Rules at the top level of the nested list are applied to the whole data object. Nested list elements are matched to data elements by their name if present or by position if there is no name present.

When matching by position, rule elements are first removed, so the first non-rule element will always be matched against [[1]] of the matching data node. See the following illustrations:

#> <list>
#> ├─Top level rule: "Applied to `data`."
#> └─<list>
#>   ├─Depth 1 rule: "Applied to `data[[1]]`."
#>   └─<list>
#>     └─Depth 2 rule: "Applied to `data[[1]][[1]]`."

#> <list>
#> ├─Top level rule: "Applied to `data`."
#> └─x: <list>
#>   ├─Depth 1 rule: "Applied to `data[['x']]`."
#>   └─x: <list>
#>     └─Depth 2 rule: "Applied to `data[['x']][['x']]`."

This behaviour continues no matter the level of nesting, so it is possible to apply rules to deeply nested values.

#> <list>
#> └─<list>
#>   └─<list>
#>     └─<list>
#>       └─"Applied to `data[[1]][[1]][[1]]`."

Double hits with positional matching

When matching schema elements to data, the Validator first attempts to match by name before falling back to positional matching. As data elements are not flagged when validated (and thus can be validated multiple times), this can cause unexpected behaviour. See the following example where the data is matched twice:

Validator(
  data = list(x = 1L),
  schema = list(
    list(type = "integer"), # matched positionally
    x = list(type = "character") # matched by name to same element
  )
)@errors
#> [[1]]
#> [[1]]$type
#> NULL
#> 
#> 
#> $x
#> $x$type
#> [1] "Is not type `character`."

It is strongly encouraged to use fully named schemas/data unless you are certain about their structure.

Using the Schema class

The Schema class takes the nested list and re-orders it, transforms certain rules from strings to functions where necessary, then validates the schema.

Schema re-ordering

Rules are applied in three separate passes according to their category: ‘control’, ‘transform’, and ‘validate’, with a special rule ‘apply_last’ occurring in a final pass.

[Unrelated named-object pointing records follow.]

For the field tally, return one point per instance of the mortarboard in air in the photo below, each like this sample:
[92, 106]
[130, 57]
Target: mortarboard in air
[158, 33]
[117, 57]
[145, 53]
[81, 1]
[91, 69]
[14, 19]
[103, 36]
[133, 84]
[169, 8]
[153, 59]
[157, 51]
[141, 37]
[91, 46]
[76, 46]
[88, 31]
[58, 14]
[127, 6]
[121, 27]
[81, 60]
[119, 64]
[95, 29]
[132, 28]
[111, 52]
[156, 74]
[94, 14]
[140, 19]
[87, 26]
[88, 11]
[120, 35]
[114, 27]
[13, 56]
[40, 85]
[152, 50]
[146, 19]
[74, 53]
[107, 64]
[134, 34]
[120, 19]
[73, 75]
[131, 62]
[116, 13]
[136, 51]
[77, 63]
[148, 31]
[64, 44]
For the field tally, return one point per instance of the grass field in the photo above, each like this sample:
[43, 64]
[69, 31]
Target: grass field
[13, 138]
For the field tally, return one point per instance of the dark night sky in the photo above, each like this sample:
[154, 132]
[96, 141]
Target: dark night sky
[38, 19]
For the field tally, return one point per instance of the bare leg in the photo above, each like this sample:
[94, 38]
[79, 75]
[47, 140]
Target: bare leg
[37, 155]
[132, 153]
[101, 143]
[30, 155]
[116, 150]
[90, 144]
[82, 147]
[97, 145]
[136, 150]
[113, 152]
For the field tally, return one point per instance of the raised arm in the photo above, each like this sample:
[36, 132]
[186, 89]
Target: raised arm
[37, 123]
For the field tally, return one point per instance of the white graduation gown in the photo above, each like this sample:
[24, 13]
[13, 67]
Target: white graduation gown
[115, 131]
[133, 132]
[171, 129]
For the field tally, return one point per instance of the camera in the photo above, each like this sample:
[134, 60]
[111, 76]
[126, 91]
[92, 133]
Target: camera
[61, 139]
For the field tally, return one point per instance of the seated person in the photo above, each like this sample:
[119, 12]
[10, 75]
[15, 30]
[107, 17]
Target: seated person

For each category, the Schema reorders the list upon ingest according to the corresponding orders of the name properties in the Registry (by default Schema uses a default, uncustomised Registry if one is not provided):

r <- Registry()
r@control_rules
#> [1] "required" "default"
r@transform_rules
#> [1] "coerce" "apply"
r@validate_rules
#>  [1] "type"           "inherits"       "allowed"        "forbidden"     
#>  [5] "unique"         "positive"       "negative"       "finite"        
#>  [9] "allow_na"       "min_val"        "max_val"        "min_length"    
#> [13] "max_length"     "min_nrow"       "max_nrow"       "min_nchar"     
#> [17] "max_nchar"      "nzchar"         "regex"          "labelled"      
#> [21] "levels"         "ordered_levels" "dependency"     "dependencies"  
#> [25] "predicate"

Schema(
  list(
    min_length = 2L,
    type = "integer",
    default = 10L,
    coerce = "double"
  )
)@schema
#> $default
#> [1] 10
#> 
#> $coerce
#> [1] "double"
#> 
#> $type
#> [1] "integer"
#> 
#> $min_length
#> [1] 2

The order of the rules within each of the Registry properties can be edited to specify a different order, which can then be fed to the Schema:

r <- Registry()
r@validate_rules <- c("min_length", r@validate_rules[!grepl("min_length", r@validate_rules)])

Schema(
  schema = list(
    min_length = 2L,
    type = "integer",
    default = 10L,
    coerce = "double"
  ),
  registry = r
)@schema
#> $default
#> [1] 10
#> 
#> $coerce
#> [1] "double"
#> 
#> $min_length
#> [1] 2
#> 
#> $type
#> [1] "integer"

For more information about the builtin rules and how they operate, or how to add custom rules to a Registry, see the builtin rules vignette and the adding rules vignette.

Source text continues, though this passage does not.